CASE STUDY #312
CULTURE CHANGE
Plagued with a Poor Reputation, the Corporate Security Department
of a Fortune-Ranked Enterprise Changes its Ways
CLIENT'S CHALLENGE
Week after week, employee complaints about the company’s security guards poured in. Led by a tired and resentful end-of-career security department hold-out, the Corporate Security department had systematically alienated most of the employees working at the headquarters location and even across the enterprise. They were widely regarded as rude, unprofessional, and unhelpful. Their consistently adversarial approach to employees, visitors, and other vendors – i.e., their “brand” -- proved toxic.
“We need a whole new approach,” this client’s key point-of-contact shared with us, as we prepared to join the security team as “outside experts” and help rebuild the department’s reputation and professionalism. “A substantial culture change.”
MATADOR’S SOLUTION
A member of the Matador team was embedded within the troubled department for nearly a year as a new direct report to the department head. Step-by-step, they worked closely with business unit leaders to identify, plan, and introduce a wide range of security personnel best practices. A major priority was authoring a comprehensive set of security policies and procedures that, among other areas, (1) defined the authority, role, responsibilities and resources of security guards, (2) prescribed tasks and duties relevant to many types of interactions with the buildings occupants, and (3) documented the company’s expectations of the security officers with respect to professional standards of behavior.
IMPACT ON THE CLIENT
At the end of a year, the department had achieved significant progress across many measures of a high-performance and agile security function.

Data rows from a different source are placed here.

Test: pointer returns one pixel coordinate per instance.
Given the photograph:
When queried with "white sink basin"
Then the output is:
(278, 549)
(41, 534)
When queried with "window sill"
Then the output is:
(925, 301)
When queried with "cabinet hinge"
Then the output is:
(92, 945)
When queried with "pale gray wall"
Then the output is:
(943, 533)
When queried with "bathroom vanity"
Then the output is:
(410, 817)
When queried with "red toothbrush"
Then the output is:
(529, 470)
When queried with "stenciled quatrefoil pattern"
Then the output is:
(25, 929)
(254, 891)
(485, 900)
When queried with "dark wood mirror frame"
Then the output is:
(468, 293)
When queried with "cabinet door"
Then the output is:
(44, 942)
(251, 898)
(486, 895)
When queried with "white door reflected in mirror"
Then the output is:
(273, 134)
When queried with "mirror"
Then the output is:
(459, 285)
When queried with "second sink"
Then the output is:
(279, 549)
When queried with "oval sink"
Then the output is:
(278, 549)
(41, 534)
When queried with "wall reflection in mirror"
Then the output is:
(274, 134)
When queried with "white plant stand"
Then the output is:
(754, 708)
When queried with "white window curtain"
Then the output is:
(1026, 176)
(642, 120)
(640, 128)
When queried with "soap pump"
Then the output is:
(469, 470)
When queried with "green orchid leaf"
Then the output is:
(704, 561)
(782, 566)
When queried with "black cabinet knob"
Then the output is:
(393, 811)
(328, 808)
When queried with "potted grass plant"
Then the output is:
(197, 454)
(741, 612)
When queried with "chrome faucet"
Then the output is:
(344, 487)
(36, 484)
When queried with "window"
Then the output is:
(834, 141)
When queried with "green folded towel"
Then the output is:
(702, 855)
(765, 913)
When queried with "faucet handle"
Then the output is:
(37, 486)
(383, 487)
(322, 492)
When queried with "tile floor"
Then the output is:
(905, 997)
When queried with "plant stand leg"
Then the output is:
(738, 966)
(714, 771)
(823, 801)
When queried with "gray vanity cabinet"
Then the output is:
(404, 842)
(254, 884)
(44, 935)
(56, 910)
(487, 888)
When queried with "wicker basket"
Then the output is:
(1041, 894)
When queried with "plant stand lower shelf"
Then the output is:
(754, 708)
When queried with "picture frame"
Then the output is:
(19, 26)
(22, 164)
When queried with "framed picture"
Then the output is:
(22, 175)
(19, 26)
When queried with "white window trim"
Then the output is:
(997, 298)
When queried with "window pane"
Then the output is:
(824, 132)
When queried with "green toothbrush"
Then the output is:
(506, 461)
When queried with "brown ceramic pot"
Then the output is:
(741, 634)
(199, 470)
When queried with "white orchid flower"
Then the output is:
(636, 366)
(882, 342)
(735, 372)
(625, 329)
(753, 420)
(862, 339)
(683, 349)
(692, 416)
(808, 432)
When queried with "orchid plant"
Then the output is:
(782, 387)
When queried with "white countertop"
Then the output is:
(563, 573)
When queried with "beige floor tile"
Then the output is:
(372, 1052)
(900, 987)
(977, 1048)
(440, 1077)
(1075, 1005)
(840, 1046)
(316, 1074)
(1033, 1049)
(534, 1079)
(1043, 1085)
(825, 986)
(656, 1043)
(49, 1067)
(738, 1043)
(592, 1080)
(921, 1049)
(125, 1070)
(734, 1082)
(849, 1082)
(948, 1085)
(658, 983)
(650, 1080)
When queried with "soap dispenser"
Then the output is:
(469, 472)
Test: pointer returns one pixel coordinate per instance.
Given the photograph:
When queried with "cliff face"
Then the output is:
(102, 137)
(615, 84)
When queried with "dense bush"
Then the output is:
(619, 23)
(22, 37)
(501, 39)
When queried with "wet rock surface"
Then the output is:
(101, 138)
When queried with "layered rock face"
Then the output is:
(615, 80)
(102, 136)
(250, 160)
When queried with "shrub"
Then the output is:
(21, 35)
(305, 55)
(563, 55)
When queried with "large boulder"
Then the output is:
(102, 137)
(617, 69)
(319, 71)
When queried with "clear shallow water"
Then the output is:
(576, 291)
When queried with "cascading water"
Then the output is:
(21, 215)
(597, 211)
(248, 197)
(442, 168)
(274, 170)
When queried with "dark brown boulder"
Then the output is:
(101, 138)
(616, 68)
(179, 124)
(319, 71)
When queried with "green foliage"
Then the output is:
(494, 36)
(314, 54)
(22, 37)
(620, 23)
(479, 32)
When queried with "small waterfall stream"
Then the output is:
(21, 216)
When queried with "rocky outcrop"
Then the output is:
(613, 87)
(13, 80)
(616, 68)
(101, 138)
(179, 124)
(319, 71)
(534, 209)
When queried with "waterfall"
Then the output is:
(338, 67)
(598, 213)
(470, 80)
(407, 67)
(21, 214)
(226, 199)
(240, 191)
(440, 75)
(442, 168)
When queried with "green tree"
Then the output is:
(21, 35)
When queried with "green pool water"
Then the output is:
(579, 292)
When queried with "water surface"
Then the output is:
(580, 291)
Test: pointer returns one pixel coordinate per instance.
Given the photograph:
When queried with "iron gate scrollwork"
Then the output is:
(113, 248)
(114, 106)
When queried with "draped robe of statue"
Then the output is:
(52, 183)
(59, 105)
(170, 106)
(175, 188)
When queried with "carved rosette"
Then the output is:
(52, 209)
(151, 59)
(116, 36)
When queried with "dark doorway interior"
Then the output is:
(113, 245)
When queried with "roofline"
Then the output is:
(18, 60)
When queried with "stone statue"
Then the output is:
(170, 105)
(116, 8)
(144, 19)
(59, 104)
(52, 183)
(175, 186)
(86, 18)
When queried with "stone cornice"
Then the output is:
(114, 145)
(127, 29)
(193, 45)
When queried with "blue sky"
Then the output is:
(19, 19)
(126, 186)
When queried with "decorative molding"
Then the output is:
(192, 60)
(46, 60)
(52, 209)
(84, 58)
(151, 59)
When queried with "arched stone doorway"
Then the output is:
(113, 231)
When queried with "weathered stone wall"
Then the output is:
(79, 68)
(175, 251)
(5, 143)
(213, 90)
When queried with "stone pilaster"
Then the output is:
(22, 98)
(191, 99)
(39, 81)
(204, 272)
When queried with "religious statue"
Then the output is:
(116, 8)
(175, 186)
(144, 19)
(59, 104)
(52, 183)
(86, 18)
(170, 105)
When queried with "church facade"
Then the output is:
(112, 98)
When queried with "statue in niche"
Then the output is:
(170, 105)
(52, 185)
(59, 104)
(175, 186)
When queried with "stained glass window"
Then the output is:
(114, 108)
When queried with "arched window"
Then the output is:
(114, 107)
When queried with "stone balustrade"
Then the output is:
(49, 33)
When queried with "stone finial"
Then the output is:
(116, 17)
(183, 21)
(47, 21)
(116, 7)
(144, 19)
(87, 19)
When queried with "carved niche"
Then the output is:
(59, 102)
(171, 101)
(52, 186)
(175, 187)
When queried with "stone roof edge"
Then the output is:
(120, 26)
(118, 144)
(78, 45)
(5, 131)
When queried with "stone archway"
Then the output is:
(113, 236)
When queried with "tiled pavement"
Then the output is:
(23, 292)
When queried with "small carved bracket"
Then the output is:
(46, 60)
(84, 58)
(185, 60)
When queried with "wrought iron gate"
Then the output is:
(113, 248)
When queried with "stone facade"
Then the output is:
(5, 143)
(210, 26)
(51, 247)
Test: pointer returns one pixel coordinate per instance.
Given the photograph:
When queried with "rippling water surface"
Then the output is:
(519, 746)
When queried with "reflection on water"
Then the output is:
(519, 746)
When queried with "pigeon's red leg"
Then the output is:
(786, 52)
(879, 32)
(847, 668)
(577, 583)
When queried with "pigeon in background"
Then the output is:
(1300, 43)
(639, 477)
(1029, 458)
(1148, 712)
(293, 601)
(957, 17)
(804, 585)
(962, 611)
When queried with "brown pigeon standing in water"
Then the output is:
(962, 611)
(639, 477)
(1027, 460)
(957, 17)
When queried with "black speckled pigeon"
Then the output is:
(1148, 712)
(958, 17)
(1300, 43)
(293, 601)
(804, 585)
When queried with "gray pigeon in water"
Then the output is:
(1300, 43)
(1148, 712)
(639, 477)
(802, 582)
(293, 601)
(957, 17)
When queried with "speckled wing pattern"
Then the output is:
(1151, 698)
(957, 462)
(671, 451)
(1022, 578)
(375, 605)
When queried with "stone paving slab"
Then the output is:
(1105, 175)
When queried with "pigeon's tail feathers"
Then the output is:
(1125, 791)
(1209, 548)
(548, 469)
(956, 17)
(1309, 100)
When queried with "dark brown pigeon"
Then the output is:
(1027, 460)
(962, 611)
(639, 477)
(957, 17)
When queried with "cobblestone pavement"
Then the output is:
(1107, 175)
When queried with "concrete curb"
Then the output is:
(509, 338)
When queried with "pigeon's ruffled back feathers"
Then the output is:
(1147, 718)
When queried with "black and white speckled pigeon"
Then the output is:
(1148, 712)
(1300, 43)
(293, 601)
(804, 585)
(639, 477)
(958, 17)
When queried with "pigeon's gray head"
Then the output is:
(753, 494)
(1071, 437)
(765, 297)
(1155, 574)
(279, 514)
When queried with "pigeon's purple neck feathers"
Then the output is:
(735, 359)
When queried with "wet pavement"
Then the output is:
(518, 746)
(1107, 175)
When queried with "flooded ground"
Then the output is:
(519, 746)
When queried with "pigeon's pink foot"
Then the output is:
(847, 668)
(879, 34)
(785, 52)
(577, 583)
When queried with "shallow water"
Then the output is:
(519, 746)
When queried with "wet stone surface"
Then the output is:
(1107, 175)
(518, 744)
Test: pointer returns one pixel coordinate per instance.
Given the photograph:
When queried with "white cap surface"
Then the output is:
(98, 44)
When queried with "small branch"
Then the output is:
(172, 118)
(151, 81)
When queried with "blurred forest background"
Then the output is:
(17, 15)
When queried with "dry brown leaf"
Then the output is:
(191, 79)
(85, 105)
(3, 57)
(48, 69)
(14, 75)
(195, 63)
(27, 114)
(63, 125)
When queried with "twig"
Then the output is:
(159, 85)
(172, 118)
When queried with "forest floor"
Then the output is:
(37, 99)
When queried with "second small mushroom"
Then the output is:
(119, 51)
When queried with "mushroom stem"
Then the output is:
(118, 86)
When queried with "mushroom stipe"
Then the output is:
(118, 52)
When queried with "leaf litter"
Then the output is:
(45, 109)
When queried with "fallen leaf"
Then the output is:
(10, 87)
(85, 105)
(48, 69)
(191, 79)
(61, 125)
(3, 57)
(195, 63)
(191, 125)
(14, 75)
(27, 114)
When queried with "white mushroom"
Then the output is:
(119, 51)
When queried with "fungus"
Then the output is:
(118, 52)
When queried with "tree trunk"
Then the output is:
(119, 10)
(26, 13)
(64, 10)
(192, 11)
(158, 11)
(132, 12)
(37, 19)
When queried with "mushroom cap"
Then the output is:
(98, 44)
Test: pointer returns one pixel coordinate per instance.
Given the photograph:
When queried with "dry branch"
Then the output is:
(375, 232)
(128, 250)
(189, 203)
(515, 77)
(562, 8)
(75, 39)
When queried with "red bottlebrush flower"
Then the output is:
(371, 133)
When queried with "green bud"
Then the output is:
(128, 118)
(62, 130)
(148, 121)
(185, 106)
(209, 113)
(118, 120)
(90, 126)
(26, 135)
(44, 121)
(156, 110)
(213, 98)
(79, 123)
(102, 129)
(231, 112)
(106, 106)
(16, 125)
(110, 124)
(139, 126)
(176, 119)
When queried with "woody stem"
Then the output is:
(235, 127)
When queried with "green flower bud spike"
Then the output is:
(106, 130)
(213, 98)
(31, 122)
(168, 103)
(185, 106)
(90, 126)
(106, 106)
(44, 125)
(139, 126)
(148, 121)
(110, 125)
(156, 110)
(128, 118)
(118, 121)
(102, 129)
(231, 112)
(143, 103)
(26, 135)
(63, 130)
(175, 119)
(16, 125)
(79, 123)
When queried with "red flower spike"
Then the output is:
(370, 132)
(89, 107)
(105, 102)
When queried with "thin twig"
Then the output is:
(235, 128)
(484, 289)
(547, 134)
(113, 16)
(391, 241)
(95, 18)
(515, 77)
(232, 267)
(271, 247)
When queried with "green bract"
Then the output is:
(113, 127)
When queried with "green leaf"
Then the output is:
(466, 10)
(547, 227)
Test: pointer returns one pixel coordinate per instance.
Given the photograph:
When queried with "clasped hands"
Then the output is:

New hires were onboarded based on their respective experience, capability, fit for the new culture, and ability to understand and support a positive agenda for internal cultural change.
Most importantly, the relationship among managers and employees throughout the enterprise was significantly better. With support from the new roster of policies, training courses, mentoring and regular performance feeback sessions, the retained officers began to earn accolades for their helpfulness, friendliness, and overall decorum. And, little by little, the department began reflecting the progressive characteristics that can emerge from scrum or agile project management sytems and a new focus on what true corporate and team leadership can achieve, arguably, in any organization.